Countries that were net importers of natural gas in 2010 are likely to be the biggest winners as they increase domestic energy production, while natural gas prices would be around 30% lower in most major markets, the IEA said.
However, if lack of public acceptance stifles the industry at an early stage, global emissions of carbon dioxide would actually be 1.3% higher as coal would make up a greater share of global energy supplies, it said.
The IEA doesn't have any powers to enforce its recommendations on shale gas drilling, and it will be up to the governments of each country to determine how to regulate the industry, said Ms. Van der Hoeven.
Leaders of the Group of Eight leading nations agreed earlier this month to review the IEA's recommendations.
Global exploitation of shale gas reserves could transform the world's energy supply by lowering prices, improving security and curbing carbon dioxide emissions, but the industry might be stopped in its tracks if it doesn't work harder to resolve environmental concerns, the International Energy Agency said Tuesday.
The IEA's report shows how the shale gas industry, which has already dramatically altered the energy landscape in the U.S., stands at a tipping point.
If the social and environmental impacts aren't addressed properly, there is a very real possibility that public opposition will halt the unconventional gas revolution in its tracks, according to Natural Gas Expert Witnesses.
The industry can win public support if it follows a set of "golden rules," including the careful choice of drilling sites to avoid earth tremors, using the highest standards of well design to avoid groundwater contamination, properly disposing of waste water and eliminating emissions of polluting gases from the well head, the IEA said.
For companies involved in the industry, this is an immediate issue that could have global implications.
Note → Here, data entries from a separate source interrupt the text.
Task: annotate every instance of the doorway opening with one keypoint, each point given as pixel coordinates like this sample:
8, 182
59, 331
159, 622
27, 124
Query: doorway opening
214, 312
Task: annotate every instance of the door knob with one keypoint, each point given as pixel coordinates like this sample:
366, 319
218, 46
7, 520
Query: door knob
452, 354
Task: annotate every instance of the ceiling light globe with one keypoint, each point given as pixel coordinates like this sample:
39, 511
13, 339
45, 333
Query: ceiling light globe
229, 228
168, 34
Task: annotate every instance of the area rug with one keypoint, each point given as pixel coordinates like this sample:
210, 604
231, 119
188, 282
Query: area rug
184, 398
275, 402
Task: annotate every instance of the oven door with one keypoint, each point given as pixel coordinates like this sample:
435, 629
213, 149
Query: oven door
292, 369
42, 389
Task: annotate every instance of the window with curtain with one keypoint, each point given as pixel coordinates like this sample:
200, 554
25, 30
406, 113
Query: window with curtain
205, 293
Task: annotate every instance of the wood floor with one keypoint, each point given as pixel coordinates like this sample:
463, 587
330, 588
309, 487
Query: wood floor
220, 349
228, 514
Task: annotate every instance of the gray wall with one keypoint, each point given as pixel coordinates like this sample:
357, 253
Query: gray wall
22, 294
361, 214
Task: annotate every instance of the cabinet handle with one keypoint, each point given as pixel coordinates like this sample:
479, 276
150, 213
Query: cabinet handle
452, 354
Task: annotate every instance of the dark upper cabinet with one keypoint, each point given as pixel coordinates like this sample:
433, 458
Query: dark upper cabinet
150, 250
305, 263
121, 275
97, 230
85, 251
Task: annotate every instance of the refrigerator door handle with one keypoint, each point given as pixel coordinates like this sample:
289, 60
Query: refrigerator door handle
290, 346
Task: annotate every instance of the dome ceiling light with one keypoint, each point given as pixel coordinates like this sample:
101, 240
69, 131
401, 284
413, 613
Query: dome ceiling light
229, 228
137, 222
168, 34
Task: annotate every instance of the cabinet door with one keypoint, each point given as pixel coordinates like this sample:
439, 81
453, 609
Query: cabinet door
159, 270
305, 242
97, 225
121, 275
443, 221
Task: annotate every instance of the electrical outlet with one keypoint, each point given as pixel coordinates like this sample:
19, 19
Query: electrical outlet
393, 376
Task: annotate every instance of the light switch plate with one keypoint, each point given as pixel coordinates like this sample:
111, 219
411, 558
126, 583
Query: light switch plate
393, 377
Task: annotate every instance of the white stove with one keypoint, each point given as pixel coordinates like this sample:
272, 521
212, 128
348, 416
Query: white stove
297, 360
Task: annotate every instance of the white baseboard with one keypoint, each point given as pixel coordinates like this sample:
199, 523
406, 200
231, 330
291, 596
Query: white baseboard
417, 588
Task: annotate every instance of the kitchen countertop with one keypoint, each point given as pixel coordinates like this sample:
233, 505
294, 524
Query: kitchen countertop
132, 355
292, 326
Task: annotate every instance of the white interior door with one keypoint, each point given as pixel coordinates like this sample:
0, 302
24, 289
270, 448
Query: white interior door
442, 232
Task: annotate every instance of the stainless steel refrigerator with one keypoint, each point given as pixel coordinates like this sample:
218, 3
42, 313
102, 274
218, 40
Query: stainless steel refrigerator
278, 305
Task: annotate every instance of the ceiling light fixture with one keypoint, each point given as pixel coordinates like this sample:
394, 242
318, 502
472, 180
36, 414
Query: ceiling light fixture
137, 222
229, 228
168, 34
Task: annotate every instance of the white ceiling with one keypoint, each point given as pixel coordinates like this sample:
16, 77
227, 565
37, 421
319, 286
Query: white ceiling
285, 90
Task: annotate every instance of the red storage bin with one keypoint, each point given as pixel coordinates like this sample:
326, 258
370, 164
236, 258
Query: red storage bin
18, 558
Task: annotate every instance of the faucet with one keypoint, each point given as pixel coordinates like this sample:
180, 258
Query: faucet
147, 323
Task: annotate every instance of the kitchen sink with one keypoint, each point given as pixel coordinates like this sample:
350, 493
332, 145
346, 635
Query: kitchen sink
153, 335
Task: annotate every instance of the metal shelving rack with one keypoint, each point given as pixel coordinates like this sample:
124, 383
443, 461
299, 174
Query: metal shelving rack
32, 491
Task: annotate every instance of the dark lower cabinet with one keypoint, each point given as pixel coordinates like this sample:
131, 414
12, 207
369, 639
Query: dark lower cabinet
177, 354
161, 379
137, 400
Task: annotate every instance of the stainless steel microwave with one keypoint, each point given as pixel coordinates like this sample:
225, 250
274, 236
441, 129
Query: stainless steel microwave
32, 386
Adopting the rules would only add around 7% to operating costs.
Shale gas has only recently become a major energy source as a process called hydraulic fracturing, which releases gas from impermeable rock, has become more widespread. It has produced a natural gas boom in the U.S., driving prices to 10-year lows, but is only beginning to spread elsewhere.
But opposition is significant, particularly in Europe, from groups concerned about the risks of water contamination, earth tremors or the release of greenhouse gases. Hydraulic fracturing has been banned in France and Bulgaria and temporarily halted in the U.K.
Environmental group Greenpeace, which opposes all exploitation of unconventional gas reserves, criticized the IEA for failing to propose specific procedures for preventing many of the environmental hazards.
But the head of sustainability at the £142 billion ($222.7 billion) asset manager Scottish Widows Investment Partnership and a past critic of the shale gas industry, said the IEA's recommendations would make a big difference if widely adopted.
If its blueprint is followed, the IEA said that between 2010 and 2035 natural gas could be by far the fastest growing fuel, with consumption increasing by 50% to overtake coal as the second largest source of energy.
Countries that were net importers of natural gas in 2010 are likely to be the biggest winners as they increase domestic energy production, while natural gas prices would be around 30% lower in most major markets, the IEA said.
However, if lack of public acceptance stifles the industry at an early stage, global emissions of carbon dioxide would actually be 1.3% higher as coal would make up a greater share of global energy supplies, it said.
The IEA doesn't have any powers to enforce its recommendations on shale gas drilling, and it will be up to the governments of each country to determine how to regulate the industry, said Ms. Van der Hoeven.
Leaders of the Group of Eight leading nations agreed earlier this month to review the IEA's recommendations.